Evaluasi Perlindungan Hak Pekerja Migran Indonesia

Share on facebook
Share on google
Share on twitter
Share on linkedin
Foto dari JawaPos com

Kemerdekaan dapat memiliki arti yang berbeda bagi setiap warga. Kemerdekaan finansial atau bahkan kelimpahan suatu individu atau komunitas dapat berarti kebebasan yang justru membelenggu pihak atau komunitas lain. Memang perbudakan secara resmi telah dihapus sejak jaman dekolonisasi, akan tetapi karakter tersebut masih ada hingga saat ini. Lebih dari sekitar 14 juta warga Indonesia yang berada di luar negeri untuk bekerja, memiliki resiko untuk terjerat dalam kondisi perbudakan modern. Kondisi tersebut dapat terjadi karena pekerja migran telah berada di luar teritorial negara asal, dan negara tujuan belum tentu bersedia secara sungguh-sungguh menghargai martabat mereka sebagai manusia. Resiko perbudakan modern dapat muncul ketika sebagian besar pekerja migran yang wanita bekerja pada ranah domestik dan berada di bawah kekuasaan majikan. Resiko muncul seperti tidak dihargainya waktu dan tempat beristirahat, serta rentan dari kekerasan seksual maupun fisik lainnya. Bagi pekerja migran pria pun, resiko muncul ketika pasport secara paksa ditahan oleh majikan sebagai jaminan. Pekerja migran semakin rentan terhadap kondisi perbudakan ini ketika mereka ditipu oleh agen, atau mereka tidak tahu informasi sehingga mereka masuk dalam kategori pekerja non prosedural. Kondisi yang terakhir ini dapat mengubah status mereka dari pekerja menjadi kriminal.

Beberapa pihak telah memiliki itikad baik dalam melindungi komunitas marjinal ini. Mulai muncul jaringan advokasi lokal, nasional dan transnasional untuk melindungi para pekerja migran ini. Perwakilan diplomat di luar negeri pun semakin giat dalam fungsi perlindungannya. Pemerintah negara tujuan, pun, ada yang bersedia mendengarkan aspirasi dari pekerja migran. Bahkan organisasi internasional untuk buruh juga turut mengawasi.

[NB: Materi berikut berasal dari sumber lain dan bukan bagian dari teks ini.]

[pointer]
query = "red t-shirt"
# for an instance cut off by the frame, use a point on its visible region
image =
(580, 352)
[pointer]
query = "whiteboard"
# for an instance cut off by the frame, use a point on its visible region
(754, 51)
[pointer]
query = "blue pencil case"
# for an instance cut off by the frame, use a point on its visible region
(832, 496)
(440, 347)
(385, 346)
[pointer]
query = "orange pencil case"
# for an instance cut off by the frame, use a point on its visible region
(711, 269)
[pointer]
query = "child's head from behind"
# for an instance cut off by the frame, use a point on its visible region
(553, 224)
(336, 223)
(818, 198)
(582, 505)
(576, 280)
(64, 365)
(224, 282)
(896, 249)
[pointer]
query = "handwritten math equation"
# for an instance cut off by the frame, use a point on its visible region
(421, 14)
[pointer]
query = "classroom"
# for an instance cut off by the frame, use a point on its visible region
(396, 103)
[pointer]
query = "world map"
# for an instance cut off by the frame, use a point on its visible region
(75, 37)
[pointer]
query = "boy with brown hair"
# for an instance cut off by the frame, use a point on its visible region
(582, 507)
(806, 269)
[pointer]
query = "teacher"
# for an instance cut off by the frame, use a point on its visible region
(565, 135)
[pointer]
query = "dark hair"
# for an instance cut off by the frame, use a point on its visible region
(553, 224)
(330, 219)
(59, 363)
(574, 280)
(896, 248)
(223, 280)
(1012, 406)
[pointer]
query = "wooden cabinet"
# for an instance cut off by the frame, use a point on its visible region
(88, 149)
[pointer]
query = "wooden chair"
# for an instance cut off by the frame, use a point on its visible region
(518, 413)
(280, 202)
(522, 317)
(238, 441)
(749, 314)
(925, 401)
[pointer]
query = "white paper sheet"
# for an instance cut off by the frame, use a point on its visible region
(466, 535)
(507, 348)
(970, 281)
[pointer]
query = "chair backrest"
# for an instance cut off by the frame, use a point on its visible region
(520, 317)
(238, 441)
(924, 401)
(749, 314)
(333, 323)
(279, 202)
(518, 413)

Kementrian ketenagakerjaan mengeluarkan program sosial untuk pekerja migran dan keluarganya pada tahun 2017, selama tahun 2016, perwakilan di luar negeri telah menindak tegas dengan mencabut ijin agen penyalur tenaga kerja sebanyak 45 perusahaan. Perwakilan di luar negeri juga menjalankan fungsi pengawasan dengan melaporkan agen penyalur yang melanggar aturan penempatan. Selain itu ijin terhadap sekitar 199 perusahaan agen di beku kan untuk sementara. Apabila pekerja migran menghadapi persoalan hukum, perwakilan menyewa pengacara untuk membela kasusnya. Perwakilan resmi pemerintah di luar negeri pun memberikan bantuan dalam hal pengembalian paspor pada pemiliknya bila pekerja migran yang bersangkutan terlibat dalam masalah hutang atau lain-lain yang sebelumnya mengakibatkan paspor mereka diambil oleh pihak2 lain. Selain agen, para perwakilan juga membuat daftar hitam majikan yang melakukan tindak kekerasan terhadap pekerja migran. Perwakilan juga menjalin komunikasi dengan perwakilan pemerintah lain atau peer nya yang menghadapi permasalah yang serupa. Perwakilan menyediakan program pendidikan dan pelatihan bagi pekerja migran yang berminat.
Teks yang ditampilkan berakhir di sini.